Endocrinology and Diabetes Mellitus

Endocrinology deals with diseases affecting the endocrine glands.

Overview

Endocrinology deals with diseases affecting the endocrine glands. This includes thyroid disease, adrenal disease, reproductive endocrinology, growth disorders, calcium disorders, pituitary disease, water metabolism and pituitary disease in traumatic brain injury.

Endocrinologists need excellent communication and leadership skills. They must coordinate and maintain multidisciplinary networks for managing endocrine diseases and diabetes mellitus; for example, arranging monthly multidisciplinary meetings with surgery, radiotherapy, pathology and radiology for thyroid cancer. The very nature of endocrine diseases (for example, their impact on other organs and systems in the body) means that an endocrinologist must also be a skillful general physician.

Most endocrinologists look after medical inpatients and participate in the acute medical take, offering expertise in areas such as hypoglycaemia, glycaemic control in patients in intensive care and coronary care units, managing diabetic ketoacidosis, and adrenal or pituitary crises. Thanks to advances in the specialty, endocrinology is based mainly in the outpatient department and sees patients from adolescence to old age. There is an increasing trend to develop specialised, multidisciplinary clinics – for example, obstetric medical, or diabetic foot.

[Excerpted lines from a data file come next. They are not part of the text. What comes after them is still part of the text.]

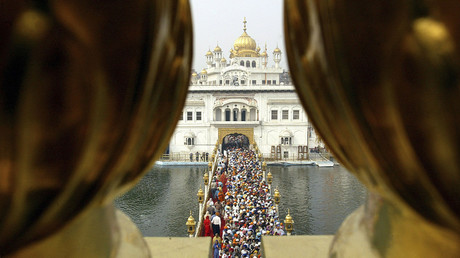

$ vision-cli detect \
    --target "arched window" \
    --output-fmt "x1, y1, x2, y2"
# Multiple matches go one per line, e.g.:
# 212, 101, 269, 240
241, 109, 247, 121
225, 108, 230, 121
215, 108, 222, 121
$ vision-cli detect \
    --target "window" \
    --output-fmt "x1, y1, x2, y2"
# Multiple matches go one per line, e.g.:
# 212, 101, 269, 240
292, 110, 300, 120
281, 137, 292, 145
184, 137, 195, 145
281, 110, 289, 120
272, 110, 278, 120
225, 109, 230, 121
283, 151, 289, 159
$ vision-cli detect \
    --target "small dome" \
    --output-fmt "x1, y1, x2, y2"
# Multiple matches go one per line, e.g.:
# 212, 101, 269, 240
233, 31, 257, 50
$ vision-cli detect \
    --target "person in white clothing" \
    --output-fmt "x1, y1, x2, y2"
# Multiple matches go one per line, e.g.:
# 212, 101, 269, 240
211, 212, 221, 235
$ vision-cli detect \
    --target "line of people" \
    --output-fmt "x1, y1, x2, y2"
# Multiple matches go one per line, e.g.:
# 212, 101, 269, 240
204, 148, 285, 258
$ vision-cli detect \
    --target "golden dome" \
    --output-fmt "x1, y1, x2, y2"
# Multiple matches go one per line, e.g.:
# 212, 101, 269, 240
233, 31, 257, 51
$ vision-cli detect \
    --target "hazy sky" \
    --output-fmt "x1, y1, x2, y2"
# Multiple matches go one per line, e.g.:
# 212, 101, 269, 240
190, 0, 287, 72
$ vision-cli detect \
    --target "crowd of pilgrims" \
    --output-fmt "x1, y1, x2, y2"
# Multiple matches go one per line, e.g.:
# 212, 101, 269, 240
203, 148, 285, 258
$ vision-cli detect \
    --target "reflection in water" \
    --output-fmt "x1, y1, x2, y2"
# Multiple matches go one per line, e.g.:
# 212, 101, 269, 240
115, 166, 366, 237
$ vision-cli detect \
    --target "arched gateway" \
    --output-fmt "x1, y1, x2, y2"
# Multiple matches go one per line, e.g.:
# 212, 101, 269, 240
222, 133, 249, 150
217, 128, 254, 147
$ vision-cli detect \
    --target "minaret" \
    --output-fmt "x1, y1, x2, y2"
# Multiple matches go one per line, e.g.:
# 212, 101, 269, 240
260, 43, 268, 68
273, 46, 281, 68
213, 44, 222, 68
205, 50, 213, 69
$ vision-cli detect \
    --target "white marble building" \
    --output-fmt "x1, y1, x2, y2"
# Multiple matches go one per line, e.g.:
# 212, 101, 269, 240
167, 20, 319, 159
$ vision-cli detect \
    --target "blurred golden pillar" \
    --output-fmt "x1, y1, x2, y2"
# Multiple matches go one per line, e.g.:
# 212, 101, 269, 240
284, 0, 460, 257
0, 0, 192, 257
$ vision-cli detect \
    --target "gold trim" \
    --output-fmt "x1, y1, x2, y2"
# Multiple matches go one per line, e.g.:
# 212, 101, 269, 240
217, 128, 254, 144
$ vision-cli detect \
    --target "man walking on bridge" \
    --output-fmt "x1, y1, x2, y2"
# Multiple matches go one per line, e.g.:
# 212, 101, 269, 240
211, 212, 221, 236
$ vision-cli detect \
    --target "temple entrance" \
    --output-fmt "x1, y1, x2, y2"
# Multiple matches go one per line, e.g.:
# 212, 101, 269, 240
222, 133, 249, 150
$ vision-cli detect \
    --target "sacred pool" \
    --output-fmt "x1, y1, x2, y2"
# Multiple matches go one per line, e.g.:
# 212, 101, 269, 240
115, 166, 367, 237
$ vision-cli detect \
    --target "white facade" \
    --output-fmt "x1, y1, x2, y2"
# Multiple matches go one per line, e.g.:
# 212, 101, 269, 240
168, 18, 319, 158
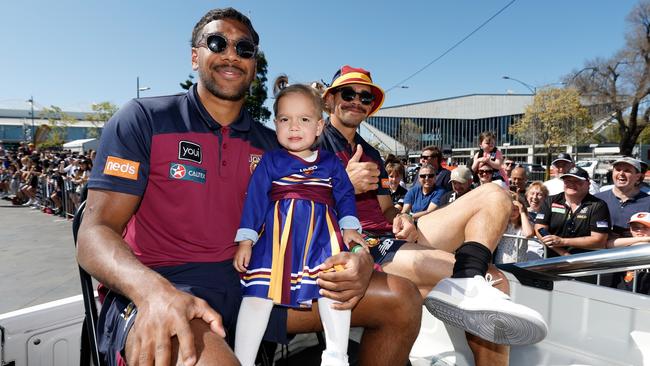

New therapeutic avenues are opening up as molecular biology unlocks many of the mysteries of endocrine disease. Doctors who complete Higher Specialist Training in Endocrinology and Diabetes Mellitus may later wish to subspecialise in endocrinology or diabetes mellitus.

Higher Specialist Training (HST)

Requirements

General entry requirements for HST:

  • You must have completed Basic Specialist Training in the relevant specialty (or an equivalent programme) by the start date for HST. Please note that not all BST programmes offer consideration of equivalence. Download guidelines on BST programme equivalence (PDF, 133KB).
  • You must have achieved a relevant postgraduate qualification such as MRCPI in General Medicine, General Paediatrics or Obstetrics and Gynaecology. Please note: we have reverted to the previous regulations regarding the examination which were in place before COVID-19. That is all HST candidates must have successfully passed their MRCPI Clinical Examination relevant to their speciality before their HST interview date. There are no exceptions to this requirement.
  • You must be currently or previously registered on one of the divisions of the Irish Medical Council, or provide proof of eligibility for registration.
  • You must have proof of competency in the English language in line with HSE specifications (PDF, 506KB).
  • You must have demonstrated an aptitude for, and an interest in, that specialty.

Places in HST are allocated in the first instance to applicants who, at the time of application, are citizens of Ireland or nationals of another Member State of the European Union, Stamp 4 Visa Holders and UK nationals.